I went out this morning all excited about riding.  I had a saddle, a girth to hold it on, a bridle with butter-soft reins and a fresh and frisky horse.  For the past few days, he’s been out in the pasture without a halter.  He had been coming to me easily so I felt it was okay to leave him without a halter, which is safer for the horse.

Well, this morning, he wouldn’t let me catch him.  He didn’t run from me, but he wouldn’t let me get my hands on him.  I managed to get him into the kid pen which is about 20 feet by 10, but he kept walking away keeping his rear end to me.  Since I couldn’t trust that he wouldn’t kick me, I didn’t feel comfortable walking up on him.  I tried food, but that didn’t work.  I tried just standing still ignoring him.  Nope.

Okay, if I can catch wild lambs and goat kids, I can catch a horse.  I went outside the pasture and grabbed an eight-foot-long piece of cattle panel and cornered him with the panel and caught him that way.  I put a lead rope around his neck and lead him out to where his halter was.  He’ll be wearing his halter until I know I can catch him.

Saddling and bridling went well; mounting him was difficult (he doesn’t stand still while mounting), but I managed.  Split wouldn’t stop trying to work him, so I put her up and just took Gel for our ride.  We went up to the barn that belongs to the couple that live in front of me (they breed reining horses).  Except for a few hairy moments, he behaved beautifully.  We even cantered a bit.  I rode for over an hour.

When I got back, I loaded up the dogs and headed to Wal-Mart for a few things.  As I write this, I’m drinking a jar of homemade Kefir.  Initially, it tastes a bit odd, but after a while, it actually tastes pretty good.  It’s supposed to be very beneficial to your health so I’ll keep drinking it.

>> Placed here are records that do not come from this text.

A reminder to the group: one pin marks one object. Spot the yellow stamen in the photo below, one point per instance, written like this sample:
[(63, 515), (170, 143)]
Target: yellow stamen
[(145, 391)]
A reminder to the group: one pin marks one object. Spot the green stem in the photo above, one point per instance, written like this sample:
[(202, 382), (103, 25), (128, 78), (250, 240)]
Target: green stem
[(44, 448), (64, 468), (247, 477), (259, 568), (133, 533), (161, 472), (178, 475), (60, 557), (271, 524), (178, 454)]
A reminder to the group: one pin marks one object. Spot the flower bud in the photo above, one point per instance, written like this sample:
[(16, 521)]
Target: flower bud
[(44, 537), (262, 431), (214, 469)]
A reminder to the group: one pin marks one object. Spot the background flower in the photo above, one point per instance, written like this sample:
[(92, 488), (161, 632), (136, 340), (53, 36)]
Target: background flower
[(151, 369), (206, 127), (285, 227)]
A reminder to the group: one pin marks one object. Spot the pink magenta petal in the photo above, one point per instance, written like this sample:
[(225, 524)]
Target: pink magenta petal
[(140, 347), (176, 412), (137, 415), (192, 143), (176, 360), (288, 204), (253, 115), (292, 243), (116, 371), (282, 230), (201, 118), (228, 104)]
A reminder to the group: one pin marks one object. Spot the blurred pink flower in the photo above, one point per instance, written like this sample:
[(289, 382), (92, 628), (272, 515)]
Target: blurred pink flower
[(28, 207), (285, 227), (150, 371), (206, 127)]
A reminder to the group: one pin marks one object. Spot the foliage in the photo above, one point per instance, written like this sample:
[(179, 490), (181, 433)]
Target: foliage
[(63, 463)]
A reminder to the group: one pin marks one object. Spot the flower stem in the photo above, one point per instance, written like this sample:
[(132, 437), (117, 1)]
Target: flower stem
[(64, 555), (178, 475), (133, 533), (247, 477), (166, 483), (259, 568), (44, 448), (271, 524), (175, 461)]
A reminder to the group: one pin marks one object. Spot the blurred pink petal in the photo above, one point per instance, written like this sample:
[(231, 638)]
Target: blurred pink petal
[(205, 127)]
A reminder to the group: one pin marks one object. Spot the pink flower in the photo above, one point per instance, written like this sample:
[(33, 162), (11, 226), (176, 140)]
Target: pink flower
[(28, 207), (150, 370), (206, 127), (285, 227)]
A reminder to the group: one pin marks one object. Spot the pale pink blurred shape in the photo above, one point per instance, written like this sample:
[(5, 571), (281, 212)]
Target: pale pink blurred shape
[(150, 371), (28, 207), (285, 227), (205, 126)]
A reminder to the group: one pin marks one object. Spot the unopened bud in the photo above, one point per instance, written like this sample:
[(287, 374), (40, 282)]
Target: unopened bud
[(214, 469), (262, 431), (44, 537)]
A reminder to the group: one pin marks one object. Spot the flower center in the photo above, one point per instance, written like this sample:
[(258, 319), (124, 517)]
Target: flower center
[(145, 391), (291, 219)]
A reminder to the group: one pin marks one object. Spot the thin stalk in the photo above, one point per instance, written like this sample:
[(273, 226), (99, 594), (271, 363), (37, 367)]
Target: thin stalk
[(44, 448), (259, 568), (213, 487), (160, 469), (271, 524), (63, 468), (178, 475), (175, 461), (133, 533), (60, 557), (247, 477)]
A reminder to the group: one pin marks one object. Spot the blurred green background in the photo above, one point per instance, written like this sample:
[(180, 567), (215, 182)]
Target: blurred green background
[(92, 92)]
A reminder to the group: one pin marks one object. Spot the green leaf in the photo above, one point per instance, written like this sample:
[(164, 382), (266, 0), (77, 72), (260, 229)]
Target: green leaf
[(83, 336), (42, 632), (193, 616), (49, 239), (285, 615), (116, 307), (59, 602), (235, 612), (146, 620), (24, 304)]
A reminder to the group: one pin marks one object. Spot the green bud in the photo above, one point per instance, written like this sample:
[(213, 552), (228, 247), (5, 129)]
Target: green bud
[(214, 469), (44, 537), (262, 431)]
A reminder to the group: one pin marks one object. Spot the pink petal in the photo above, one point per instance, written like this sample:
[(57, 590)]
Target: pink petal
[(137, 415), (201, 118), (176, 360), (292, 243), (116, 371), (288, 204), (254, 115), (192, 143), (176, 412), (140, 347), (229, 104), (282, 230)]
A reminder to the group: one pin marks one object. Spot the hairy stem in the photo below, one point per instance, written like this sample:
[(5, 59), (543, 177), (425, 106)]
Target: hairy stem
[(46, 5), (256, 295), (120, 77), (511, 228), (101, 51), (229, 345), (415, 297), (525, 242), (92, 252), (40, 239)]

While I was out riding, I heard from Split’s breeder.  I had given up on hearing from him and was pleasantly surprised to get the call.  We talked for quite a while and luckily Merlin was cooperative and stood quietly while I talked.  He asked a lot of questions about how she was working.  I told him I couldn’t be happier with her.  He invited us out to his farm Friday morning and said he’d sign her papers over to me.  That’s very good news.

Except for the A-frame, all of the agility equipment is out of the field up near the trailer ready to be loaded.  We’ll bring it to Cheri’s house New Year’s weekend.  Cheri called me this afternoon and told me that Fern is doing well.  She’s a bit timid and clingy, but I think that’s to be expected.